Aujourd’hui, ce billet sera coécrit avec une lectrice du blog et copine de co-voiturage. Laissez moi vous présenter Lise avec qui je partage ma voiture et de longues discutions sur le trajet embouteillé de St Just à Gerland (merci http://www.covoiturage-grandlyon.com) !
Lise est non-voyante. Ce qui fait que, ce n’est pas pour nous jeter des fleurs, mais les sites internet de bons plans, elle en raffole, tout simplement parce qu’elle ne rentrera jamais dans une boutique par hasard, mais bien parce qu’elle en aura entendu parler.

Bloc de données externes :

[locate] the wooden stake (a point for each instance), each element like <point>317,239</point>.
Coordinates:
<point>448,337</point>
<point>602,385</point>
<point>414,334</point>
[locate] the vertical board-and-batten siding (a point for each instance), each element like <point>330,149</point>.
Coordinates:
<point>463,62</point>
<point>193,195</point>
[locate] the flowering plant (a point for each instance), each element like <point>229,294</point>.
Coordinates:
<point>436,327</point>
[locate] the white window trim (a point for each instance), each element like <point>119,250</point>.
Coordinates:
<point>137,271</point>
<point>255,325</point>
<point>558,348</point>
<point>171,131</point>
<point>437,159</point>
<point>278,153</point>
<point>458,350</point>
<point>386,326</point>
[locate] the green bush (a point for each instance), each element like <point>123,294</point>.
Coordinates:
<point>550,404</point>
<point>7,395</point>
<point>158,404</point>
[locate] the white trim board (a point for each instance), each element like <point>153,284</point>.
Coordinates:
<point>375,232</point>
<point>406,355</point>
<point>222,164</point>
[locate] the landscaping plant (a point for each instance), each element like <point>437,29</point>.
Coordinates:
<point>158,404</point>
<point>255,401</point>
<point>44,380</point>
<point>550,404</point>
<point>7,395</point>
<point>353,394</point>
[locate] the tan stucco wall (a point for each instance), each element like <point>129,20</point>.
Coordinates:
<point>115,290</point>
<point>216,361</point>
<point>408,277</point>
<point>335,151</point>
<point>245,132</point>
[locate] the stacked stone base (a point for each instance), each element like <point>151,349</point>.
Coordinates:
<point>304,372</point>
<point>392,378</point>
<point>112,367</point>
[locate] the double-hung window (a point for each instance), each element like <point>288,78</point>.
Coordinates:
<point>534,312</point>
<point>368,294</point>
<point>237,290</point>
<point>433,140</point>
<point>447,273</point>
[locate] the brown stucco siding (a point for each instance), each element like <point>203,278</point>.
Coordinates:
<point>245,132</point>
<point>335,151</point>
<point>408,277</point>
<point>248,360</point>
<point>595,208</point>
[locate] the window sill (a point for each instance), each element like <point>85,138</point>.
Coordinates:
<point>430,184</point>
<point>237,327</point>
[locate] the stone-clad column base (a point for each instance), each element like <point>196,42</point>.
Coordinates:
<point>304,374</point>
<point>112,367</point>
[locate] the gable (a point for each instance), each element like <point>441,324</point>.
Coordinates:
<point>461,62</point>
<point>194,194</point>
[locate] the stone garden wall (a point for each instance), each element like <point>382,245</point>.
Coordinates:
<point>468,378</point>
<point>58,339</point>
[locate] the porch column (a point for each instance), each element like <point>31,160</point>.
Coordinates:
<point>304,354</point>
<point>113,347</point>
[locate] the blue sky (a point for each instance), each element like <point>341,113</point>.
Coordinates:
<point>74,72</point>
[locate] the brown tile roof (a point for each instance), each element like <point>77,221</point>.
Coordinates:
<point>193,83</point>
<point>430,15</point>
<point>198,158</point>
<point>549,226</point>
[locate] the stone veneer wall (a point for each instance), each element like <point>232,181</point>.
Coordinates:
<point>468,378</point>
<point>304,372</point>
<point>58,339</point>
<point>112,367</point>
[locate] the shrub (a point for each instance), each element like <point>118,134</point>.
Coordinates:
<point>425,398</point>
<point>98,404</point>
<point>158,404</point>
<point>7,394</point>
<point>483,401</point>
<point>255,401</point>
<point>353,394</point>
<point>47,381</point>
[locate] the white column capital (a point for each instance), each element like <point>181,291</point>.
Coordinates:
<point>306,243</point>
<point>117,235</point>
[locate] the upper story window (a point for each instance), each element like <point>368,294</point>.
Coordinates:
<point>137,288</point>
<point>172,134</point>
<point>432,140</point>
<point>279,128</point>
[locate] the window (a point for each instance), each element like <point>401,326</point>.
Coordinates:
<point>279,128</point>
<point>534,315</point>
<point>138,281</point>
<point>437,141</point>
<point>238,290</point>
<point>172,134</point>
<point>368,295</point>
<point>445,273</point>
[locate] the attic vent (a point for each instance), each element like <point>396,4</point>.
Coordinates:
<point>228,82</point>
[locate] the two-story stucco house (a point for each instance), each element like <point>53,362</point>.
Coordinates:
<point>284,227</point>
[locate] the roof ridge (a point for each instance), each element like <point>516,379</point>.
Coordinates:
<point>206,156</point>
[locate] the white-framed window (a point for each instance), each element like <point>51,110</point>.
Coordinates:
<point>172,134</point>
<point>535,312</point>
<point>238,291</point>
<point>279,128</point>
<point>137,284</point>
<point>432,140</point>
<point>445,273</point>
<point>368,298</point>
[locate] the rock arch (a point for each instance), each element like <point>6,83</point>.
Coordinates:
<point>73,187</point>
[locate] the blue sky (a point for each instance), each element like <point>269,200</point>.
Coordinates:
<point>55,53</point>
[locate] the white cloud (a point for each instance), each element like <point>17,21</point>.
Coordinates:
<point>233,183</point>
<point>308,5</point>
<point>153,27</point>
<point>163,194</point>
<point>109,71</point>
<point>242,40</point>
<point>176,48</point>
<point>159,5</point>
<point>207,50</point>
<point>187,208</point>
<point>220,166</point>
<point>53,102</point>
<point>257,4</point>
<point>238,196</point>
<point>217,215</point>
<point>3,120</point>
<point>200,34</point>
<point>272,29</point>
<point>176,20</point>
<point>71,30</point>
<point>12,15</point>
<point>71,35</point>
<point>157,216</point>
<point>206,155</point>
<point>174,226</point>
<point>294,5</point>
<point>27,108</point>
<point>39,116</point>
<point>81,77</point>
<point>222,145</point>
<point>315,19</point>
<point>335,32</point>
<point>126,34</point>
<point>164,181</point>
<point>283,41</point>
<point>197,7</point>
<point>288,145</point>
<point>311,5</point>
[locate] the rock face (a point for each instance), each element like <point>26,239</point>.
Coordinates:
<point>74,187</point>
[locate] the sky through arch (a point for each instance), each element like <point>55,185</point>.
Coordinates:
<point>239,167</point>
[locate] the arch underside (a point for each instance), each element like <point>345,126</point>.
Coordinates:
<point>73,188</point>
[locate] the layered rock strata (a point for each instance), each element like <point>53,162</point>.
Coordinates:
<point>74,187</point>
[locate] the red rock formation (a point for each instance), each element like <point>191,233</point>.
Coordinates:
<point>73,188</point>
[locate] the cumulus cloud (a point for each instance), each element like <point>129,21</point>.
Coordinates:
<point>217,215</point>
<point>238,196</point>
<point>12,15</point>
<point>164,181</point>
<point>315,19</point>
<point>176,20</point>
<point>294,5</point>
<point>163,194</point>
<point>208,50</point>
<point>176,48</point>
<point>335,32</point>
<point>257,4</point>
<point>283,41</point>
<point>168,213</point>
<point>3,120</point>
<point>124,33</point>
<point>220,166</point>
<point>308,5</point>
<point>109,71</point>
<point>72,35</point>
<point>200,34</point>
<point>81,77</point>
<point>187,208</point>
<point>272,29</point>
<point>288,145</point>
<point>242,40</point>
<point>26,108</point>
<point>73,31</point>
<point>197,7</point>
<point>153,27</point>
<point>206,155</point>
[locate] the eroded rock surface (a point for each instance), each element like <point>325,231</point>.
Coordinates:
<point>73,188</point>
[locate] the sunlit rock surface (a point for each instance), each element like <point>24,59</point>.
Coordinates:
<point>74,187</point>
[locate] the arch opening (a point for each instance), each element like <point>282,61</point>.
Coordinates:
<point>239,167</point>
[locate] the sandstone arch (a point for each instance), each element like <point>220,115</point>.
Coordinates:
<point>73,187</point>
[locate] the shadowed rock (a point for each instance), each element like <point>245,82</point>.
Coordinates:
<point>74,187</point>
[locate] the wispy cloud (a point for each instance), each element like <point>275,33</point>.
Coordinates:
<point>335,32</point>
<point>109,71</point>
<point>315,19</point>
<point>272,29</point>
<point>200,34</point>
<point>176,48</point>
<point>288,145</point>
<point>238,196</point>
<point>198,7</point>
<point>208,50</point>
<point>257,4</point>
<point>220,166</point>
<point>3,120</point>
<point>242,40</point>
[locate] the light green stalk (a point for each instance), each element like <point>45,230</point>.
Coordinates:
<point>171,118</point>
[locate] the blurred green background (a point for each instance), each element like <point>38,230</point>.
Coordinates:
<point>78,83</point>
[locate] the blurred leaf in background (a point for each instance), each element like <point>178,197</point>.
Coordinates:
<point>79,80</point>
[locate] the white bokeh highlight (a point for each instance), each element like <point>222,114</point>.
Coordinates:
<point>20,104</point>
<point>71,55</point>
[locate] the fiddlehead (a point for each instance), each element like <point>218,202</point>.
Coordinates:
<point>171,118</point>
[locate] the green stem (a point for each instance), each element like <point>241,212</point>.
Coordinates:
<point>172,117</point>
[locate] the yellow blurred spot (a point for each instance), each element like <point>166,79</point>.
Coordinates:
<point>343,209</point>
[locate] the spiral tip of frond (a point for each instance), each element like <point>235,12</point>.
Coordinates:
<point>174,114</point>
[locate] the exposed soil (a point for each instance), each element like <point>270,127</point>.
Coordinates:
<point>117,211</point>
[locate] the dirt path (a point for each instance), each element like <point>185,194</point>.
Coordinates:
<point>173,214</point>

Au moment de notre rencontre, n’ayant jamais eu aucune information sur ce handicap, je me suis posé un tas de questions sur les réactions à avoir. J’avais peur de mal faire et d’enchainer gaffes sur gaffes.
Comment allons-nous nous reconnaître ? Dois-je continuer à employer le mot « voir » à tout bout de champ ? Comment lui parler de mon quotidien de graphiste sans paraître maladroite ?
Évidemment, Lise m’a très bien mise à l’aise et rapidement mes craintes avaient disparu.
Vous trouvez sans doutes ces interrogations idiotes, bien que je pense qu’en pareil circonstance, vous seriez amené à vous les poser aussi.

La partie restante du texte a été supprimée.